# the pool,beach,and hot tub and the kindle fire



## mark1529 (Aug 26, 2011)

hello all

i know i'm probably playing with fire here 
but
does any body use their fire in these places

thoughts.....suggestions how to keep your fire safe??

thank you


----------



## Betsy the Quilter (Oct 27, 2008)

I've not used my Fire in those places, though I have used my eInk Kindles at all of them.  Ziplock bags or, better, one of the waterproof packs you can buy on Amazon will protect the Fire.  Since it has a capacitive touch screen, you will still be able to use it. I would be concerned about using it for too long in a sealed bag, however, because of the heat generated.  I'd be afraid of the Fire overheating.

Betsy


----------



## Ann in Arlington (Oct 27, 2008)

I don't anticipate using my fire outdoors during the daytime.  Just too hard to see the screen.

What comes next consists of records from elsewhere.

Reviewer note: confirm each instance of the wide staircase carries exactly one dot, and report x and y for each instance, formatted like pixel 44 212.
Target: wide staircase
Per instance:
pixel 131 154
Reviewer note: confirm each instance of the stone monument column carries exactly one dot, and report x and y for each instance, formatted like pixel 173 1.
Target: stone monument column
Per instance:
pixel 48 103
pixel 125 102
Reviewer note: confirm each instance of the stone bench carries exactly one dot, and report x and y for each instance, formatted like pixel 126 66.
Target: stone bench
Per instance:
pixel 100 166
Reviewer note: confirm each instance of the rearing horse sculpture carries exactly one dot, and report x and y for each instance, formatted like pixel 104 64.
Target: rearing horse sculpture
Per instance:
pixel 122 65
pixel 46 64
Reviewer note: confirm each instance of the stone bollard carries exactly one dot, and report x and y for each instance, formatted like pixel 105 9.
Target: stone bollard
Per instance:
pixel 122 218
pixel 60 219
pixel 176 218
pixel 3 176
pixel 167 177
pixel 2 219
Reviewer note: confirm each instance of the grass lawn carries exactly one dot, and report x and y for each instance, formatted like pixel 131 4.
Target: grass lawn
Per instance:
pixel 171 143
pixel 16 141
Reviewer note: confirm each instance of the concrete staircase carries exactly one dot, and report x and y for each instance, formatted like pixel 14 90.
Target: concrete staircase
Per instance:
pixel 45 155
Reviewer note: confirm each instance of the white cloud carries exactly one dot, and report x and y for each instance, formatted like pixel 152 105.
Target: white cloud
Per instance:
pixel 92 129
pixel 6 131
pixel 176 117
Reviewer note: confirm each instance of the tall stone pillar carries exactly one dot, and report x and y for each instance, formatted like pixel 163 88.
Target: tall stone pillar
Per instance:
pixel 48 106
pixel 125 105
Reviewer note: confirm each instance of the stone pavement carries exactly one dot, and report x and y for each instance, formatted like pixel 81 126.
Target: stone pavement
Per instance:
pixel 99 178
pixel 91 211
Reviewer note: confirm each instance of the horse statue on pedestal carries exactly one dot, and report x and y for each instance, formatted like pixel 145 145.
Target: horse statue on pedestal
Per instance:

I have used my eInk kindle poolside however.  I have a bag for it but generally make sure to stay far enough from the water that it's not a huge concern.  If I was somewhere where there were bunches of kids I'd for sure use the bag!

Not sure I'd use it at the beach -- I'd mostly be worried about theft so would probably be content with a paperback book for that reason.  

Hot tub?  Nope. . .when I've been in a hot tub I've not, generally, been alone. Reading would not be appropriate.


----------



## mark1529 (Aug 26, 2011)

thank you for you replies


----------



## docmama28 (Mar 6, 2010)

I have the KlearKase for my Fire and it's great. Snaps together easily, and my fire is protected from water and sand so it's great for the beach under an umbrella. I had one for my K2 as you can see in my avatar picture (at a lovely remote beach in the Dominican Republic). Check it out:


----------



## Seamonkey (Dec 2, 2008)

Mine fits into the Trendy Digital case I had for my e-ink kindles.


----------



## TerryS (Mar 29, 2011)

I've used mine at the beach. I don't trust myself pool or tubside.


----------



## Betsy the Quilter (Oct 27, 2008)

Ann in Arlington said:


> Hot tub? Nope. . .when I've been in a hot tub I've not, generally, been alone. Reading would not be appropriate.


I don't EVEN want to think about what you mean by THAT^. 

I've read my KTouch in the hot tub at the condo in California.

Betsy


----------



## Ann in Arlington (Oct 27, 2008)

Betsy the Quilter said:


> I don't EVEN want to think about what you mean by THAT^.




Actually, our friends in Springfield have a hot tub, so we've been in theirs. . . . usually it's part of a social event.

And there's usually one at the house we stay in when we do the family thing at Gatlinburg -- multiple children means splashing which means electronics are NOT SAFE!


----------